AT&T Tech Paints Stark Picture of NSA Telecom Spying

AT&T employee-turned-whistleblower Mark Klein, a 62-year-old retired telecommunications technician, was in Washington Wednesday to meet with members of Congress to convince them that telecommunications companies shouldn’t get immunity for the part they played in helping the National Security Agency (NSA) collect and record massive amounts of Americans’ Internet communications.

When Klein worked for AT&T in 2002, he said he received e-mails from higher management advising technicians of a special visit from the NSA and that an NSA agent was going to interview another technician for a “special job.” In January 2003, he toured AT&T’s Folsom Street facility in San Francisco, where a new 24-by-48-foot secret room was being built adjacent to telecommunications switches.

At the time, Klein was a fiber optics technician, and he said he became aware that AT&T’s WorldNet Internet service’s optical circuits had been split so that electronic voice and data traffic from AT&T’s customers could be copied and diverted to the secret room, which was locked and controlled by the NSA.

“My job required me to enable the physical connections between AT&T customers’ Internet communications and the NSA’s illegal, wholesale copying machine for domestic e-mails, Internet phone conversations, Web surfing and all other Internet traffic. I have first-hand knowledge of the clandestine collaboration between one giant telecommunications company, AT&T, and the National Security Agency to facilitate the most comprehensive illegal domestic spying program in history,” Klein stated.

Evidence for a Class Action Lawsuit

The Electronic Frontier Foundation (EFF) filed a class action lawsuit against AT&T in January 2006, accusing the telecom giant of violating the law and the privacy of its customers by collaborating with the NSA in its massive program to wiretap and data-mine Americans’ communications, actions which the EFF said are illegal.
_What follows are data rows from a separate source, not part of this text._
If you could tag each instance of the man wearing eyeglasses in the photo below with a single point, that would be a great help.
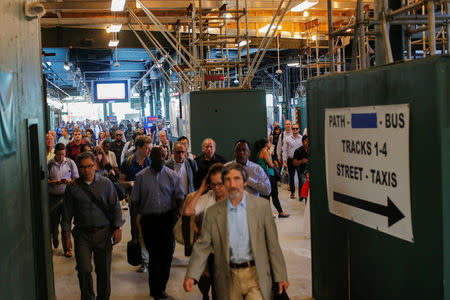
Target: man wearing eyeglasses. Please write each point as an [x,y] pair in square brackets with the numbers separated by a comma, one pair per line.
[92,202]
[186,168]
[117,145]
[292,143]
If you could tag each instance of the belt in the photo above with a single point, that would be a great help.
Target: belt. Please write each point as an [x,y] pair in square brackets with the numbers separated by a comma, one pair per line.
[247,264]
[92,228]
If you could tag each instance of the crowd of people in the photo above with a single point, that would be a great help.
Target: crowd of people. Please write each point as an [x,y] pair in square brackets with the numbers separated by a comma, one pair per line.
[97,169]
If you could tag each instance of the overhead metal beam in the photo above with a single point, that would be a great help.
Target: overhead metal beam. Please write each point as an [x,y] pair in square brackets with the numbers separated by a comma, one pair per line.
[105,5]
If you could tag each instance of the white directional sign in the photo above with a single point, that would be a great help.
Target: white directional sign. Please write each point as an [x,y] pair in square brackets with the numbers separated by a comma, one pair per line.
[367,167]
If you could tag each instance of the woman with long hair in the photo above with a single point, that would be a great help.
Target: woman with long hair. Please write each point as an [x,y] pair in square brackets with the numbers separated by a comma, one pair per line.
[101,138]
[104,168]
[274,139]
[263,159]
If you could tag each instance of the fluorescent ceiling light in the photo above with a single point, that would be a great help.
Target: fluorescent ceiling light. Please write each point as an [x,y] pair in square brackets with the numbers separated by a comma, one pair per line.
[304,5]
[243,43]
[117,5]
[265,28]
[114,28]
[113,43]
[138,5]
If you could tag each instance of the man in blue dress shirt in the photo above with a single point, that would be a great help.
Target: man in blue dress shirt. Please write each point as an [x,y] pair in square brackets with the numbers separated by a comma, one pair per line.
[242,233]
[157,195]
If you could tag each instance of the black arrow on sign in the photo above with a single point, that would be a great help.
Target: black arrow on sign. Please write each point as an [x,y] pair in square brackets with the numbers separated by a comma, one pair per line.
[390,211]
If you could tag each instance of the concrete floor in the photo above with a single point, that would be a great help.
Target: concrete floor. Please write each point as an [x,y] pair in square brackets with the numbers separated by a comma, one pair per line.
[128,284]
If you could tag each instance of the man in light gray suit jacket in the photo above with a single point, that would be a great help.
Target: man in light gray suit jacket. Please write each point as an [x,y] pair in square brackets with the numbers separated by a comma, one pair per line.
[242,234]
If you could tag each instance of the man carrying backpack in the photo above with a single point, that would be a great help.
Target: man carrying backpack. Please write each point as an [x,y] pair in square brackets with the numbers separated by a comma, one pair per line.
[61,170]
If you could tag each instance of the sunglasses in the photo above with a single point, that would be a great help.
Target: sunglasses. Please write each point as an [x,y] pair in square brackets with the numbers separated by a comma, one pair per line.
[85,167]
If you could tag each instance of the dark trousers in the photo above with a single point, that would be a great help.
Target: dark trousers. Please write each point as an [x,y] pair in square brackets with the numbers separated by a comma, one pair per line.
[301,177]
[56,212]
[157,231]
[206,279]
[97,242]
[274,194]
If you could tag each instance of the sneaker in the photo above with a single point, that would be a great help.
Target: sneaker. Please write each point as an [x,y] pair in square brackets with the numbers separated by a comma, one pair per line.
[55,243]
[143,268]
[283,215]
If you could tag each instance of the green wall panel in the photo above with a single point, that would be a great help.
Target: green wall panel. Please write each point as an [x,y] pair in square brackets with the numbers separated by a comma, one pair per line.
[350,259]
[225,116]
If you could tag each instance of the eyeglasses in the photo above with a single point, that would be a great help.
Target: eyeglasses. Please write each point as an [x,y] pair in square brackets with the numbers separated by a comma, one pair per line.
[216,185]
[86,167]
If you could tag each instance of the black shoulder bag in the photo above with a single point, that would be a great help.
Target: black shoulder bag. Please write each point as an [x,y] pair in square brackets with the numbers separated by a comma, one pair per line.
[98,203]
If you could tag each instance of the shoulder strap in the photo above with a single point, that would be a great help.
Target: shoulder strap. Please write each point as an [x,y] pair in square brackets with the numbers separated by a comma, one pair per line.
[50,165]
[129,161]
[102,206]
[71,164]
[191,164]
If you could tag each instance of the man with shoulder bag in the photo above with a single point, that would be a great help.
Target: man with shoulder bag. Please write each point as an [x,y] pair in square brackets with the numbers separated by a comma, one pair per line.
[92,202]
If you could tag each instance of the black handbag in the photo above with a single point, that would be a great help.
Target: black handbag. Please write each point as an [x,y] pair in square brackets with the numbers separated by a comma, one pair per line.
[276,295]
[134,257]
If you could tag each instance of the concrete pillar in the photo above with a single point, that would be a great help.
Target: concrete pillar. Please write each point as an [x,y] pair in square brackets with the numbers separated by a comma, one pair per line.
[167,100]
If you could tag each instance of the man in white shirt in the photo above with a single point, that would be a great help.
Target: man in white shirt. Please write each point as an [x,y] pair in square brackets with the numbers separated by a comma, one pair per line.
[282,140]
[291,144]
[111,156]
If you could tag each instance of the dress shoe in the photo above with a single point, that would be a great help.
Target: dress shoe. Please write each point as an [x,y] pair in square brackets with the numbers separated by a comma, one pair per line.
[55,243]
[163,295]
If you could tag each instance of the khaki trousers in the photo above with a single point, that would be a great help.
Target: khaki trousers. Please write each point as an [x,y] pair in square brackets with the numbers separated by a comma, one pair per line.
[244,284]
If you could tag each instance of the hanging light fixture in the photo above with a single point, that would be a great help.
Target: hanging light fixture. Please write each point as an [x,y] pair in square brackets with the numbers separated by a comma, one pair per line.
[278,71]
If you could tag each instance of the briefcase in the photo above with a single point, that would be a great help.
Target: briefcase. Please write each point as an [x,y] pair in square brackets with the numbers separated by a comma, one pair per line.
[134,253]
[276,295]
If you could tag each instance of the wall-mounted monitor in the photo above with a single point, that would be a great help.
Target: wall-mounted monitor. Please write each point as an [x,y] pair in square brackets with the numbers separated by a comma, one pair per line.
[114,91]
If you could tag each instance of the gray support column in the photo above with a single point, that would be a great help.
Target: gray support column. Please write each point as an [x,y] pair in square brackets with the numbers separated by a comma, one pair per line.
[158,104]
[447,5]
[167,100]
[141,99]
[330,38]
[105,111]
[151,101]
[431,28]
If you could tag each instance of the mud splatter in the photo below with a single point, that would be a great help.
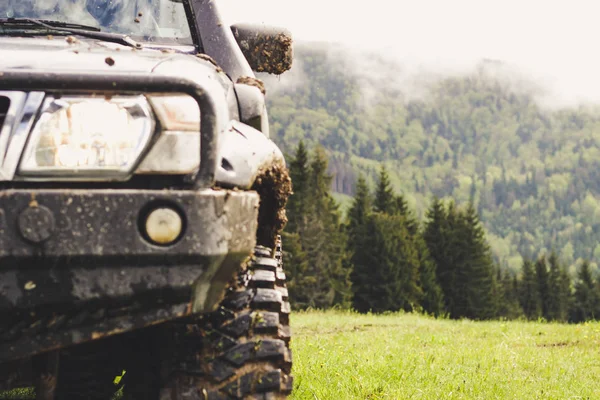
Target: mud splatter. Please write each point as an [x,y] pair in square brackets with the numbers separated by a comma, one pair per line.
[262,51]
[274,186]
[208,58]
[246,80]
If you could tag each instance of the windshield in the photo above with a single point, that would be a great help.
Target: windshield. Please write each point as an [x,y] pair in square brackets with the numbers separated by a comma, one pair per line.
[160,21]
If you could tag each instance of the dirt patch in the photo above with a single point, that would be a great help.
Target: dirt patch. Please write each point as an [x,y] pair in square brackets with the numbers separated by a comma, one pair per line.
[274,186]
[246,80]
[558,344]
[263,51]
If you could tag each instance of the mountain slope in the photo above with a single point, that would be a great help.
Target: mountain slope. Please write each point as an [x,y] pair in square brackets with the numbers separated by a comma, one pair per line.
[532,171]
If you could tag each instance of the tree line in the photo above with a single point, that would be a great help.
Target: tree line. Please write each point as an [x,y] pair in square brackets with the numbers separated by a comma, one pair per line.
[534,170]
[381,257]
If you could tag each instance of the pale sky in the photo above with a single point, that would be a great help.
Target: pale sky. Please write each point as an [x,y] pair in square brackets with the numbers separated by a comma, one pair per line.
[557,42]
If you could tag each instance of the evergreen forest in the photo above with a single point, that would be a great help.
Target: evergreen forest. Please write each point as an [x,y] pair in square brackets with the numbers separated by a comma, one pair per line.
[462,195]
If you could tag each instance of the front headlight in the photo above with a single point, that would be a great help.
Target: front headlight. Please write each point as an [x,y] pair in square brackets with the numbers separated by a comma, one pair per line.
[88,137]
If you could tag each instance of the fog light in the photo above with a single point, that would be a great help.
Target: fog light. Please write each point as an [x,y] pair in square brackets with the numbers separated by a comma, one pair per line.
[163,226]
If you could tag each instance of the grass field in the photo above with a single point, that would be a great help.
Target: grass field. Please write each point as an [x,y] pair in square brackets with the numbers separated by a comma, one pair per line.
[341,355]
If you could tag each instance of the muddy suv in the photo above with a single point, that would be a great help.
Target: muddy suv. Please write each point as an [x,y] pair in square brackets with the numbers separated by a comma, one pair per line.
[140,203]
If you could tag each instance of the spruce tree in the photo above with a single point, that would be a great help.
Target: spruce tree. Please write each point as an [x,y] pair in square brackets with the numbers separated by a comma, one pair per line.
[509,304]
[386,278]
[432,299]
[587,299]
[314,240]
[324,240]
[297,206]
[385,200]
[437,236]
[358,213]
[529,292]
[297,270]
[543,285]
[476,268]
[559,295]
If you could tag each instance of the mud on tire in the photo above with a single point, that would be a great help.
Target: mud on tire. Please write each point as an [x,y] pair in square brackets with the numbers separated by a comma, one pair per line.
[240,351]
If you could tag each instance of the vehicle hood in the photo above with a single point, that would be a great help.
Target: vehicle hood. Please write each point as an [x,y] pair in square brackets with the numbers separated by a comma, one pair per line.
[60,53]
[68,53]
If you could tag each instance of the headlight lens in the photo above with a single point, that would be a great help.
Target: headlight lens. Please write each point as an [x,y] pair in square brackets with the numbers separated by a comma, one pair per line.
[86,137]
[177,113]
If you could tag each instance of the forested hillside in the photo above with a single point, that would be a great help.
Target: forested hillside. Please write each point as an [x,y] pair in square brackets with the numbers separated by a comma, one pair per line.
[532,171]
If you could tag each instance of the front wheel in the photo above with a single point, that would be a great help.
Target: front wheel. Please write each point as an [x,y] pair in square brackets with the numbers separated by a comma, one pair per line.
[240,351]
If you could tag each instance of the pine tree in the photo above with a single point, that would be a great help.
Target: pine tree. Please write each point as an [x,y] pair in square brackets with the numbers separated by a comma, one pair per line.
[543,285]
[559,294]
[437,237]
[314,240]
[509,305]
[587,299]
[385,200]
[297,206]
[296,269]
[476,268]
[324,239]
[386,278]
[358,213]
[529,292]
[432,299]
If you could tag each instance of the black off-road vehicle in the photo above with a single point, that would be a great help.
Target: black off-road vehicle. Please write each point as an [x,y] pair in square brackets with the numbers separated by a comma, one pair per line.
[140,203]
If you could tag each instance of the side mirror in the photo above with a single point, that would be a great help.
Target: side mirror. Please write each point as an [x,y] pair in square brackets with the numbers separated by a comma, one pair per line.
[267,49]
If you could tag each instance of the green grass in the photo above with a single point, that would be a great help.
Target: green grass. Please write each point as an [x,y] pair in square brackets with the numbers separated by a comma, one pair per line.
[340,355]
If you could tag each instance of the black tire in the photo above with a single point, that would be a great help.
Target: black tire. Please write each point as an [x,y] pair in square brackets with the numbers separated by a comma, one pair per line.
[87,372]
[240,351]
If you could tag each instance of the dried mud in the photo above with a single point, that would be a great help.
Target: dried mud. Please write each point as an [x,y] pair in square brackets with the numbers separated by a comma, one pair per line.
[274,186]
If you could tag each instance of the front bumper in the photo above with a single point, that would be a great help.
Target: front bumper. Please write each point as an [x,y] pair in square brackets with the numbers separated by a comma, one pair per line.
[95,274]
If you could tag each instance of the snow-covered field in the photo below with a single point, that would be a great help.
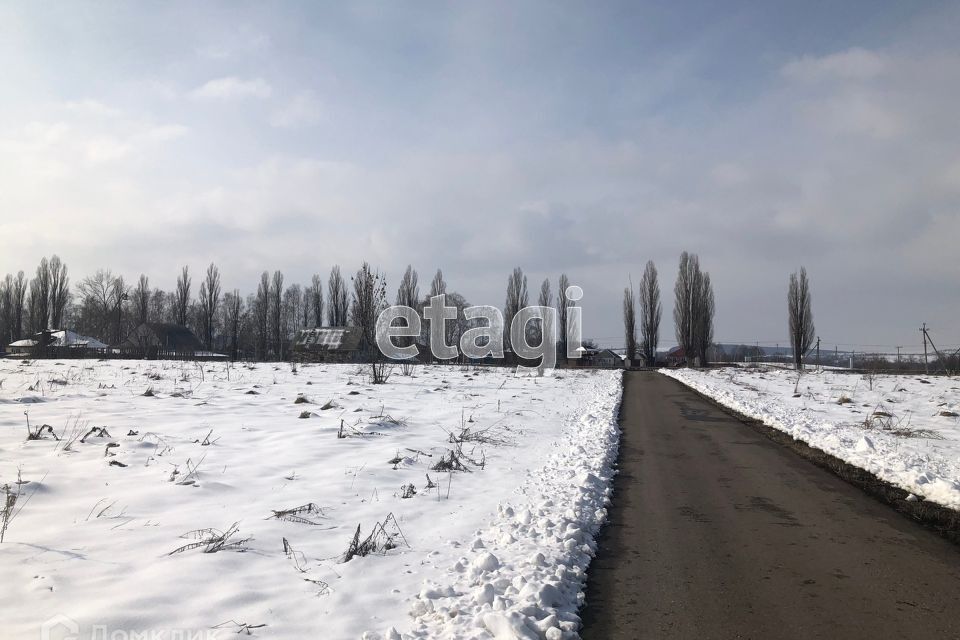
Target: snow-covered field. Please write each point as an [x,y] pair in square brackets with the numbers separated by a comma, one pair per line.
[209,506]
[903,429]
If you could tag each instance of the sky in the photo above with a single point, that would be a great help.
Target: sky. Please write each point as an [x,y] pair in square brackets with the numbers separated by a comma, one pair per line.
[560,137]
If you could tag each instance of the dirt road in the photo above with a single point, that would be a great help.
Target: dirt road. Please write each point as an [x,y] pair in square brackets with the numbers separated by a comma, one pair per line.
[717,532]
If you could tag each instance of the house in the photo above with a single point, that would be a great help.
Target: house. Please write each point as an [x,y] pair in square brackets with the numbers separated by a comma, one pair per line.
[600,358]
[328,344]
[52,343]
[67,339]
[162,340]
[676,357]
[23,347]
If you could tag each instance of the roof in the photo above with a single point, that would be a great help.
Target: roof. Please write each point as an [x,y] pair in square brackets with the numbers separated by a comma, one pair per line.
[164,335]
[67,338]
[329,338]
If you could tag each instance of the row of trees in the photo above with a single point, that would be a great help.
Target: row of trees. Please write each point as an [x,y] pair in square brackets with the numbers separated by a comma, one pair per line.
[106,306]
[693,312]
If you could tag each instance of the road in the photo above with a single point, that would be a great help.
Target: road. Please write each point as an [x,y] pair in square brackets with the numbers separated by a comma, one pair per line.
[717,532]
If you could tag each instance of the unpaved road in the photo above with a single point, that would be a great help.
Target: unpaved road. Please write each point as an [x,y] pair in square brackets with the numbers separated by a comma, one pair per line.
[717,532]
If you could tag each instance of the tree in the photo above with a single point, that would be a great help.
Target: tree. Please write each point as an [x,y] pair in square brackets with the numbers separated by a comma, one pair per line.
[338,304]
[96,304]
[119,293]
[438,286]
[158,305]
[543,328]
[6,310]
[650,312]
[34,307]
[182,304]
[276,313]
[408,293]
[562,315]
[141,299]
[703,326]
[19,301]
[316,299]
[209,302]
[59,291]
[800,316]
[40,297]
[517,298]
[693,310]
[261,314]
[630,322]
[369,299]
[233,316]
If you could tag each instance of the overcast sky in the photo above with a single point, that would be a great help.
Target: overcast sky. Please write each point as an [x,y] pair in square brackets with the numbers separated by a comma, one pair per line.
[583,138]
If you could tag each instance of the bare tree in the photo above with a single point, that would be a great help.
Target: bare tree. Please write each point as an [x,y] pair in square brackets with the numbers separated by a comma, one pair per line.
[276,313]
[158,305]
[119,293]
[630,322]
[96,304]
[182,297]
[703,326]
[19,301]
[233,317]
[800,316]
[6,310]
[261,313]
[684,303]
[59,291]
[693,310]
[141,299]
[408,293]
[209,302]
[542,327]
[517,298]
[438,286]
[34,306]
[338,304]
[562,305]
[40,297]
[316,299]
[650,313]
[369,299]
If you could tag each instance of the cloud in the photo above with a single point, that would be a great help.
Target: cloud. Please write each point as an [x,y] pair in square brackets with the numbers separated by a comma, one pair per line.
[852,64]
[304,110]
[231,87]
[92,107]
On July 20, 2006, a federal judge denied the government’s and AT&T’s motions to dismiss the case, chiefly on the ground of the States Secrets Privilege, allowing the lawsuit to go forward. On Aug. 15, the case was heard by the Ninth Circuit Court of Appeals.

The EFF lawsuit arose from news reports in December 2005, which first revealed that the NSA had been intercepting Americans’ phone calls and Internet communications without any court oversight, which the EFF said violates privacy safeguards established by Congress and the U.S. Constitution. This surveillance program, purportedly authorized by President Bush as early as 2001, intercepts and analyzes phone and Internet communications of millions of ordinary Americans. EFF has complied and published supporting documents, reports and court materials on its AT&T Class Action area on its Web site.

On behalf of a nationwide class of AT&T customers, EFF says it’s suing “to stop this illegal conduct and hold AT&T responsible for violating the law and the fundamental freedoms of the American public.”

The EFF scored a minor victory Tuesday when a federal judge ruled that AT&T must either halt any routine destruction of documents or arrange the preservation of accurate copies.

The Plot Thickens

Meanwhile, the Justice Department has reportedly sought to block the lawsuit — and as many as 40 other, similar suits with telecoms around the country — by using the state secrets privilege, which would block the release of any information that might endanger national security.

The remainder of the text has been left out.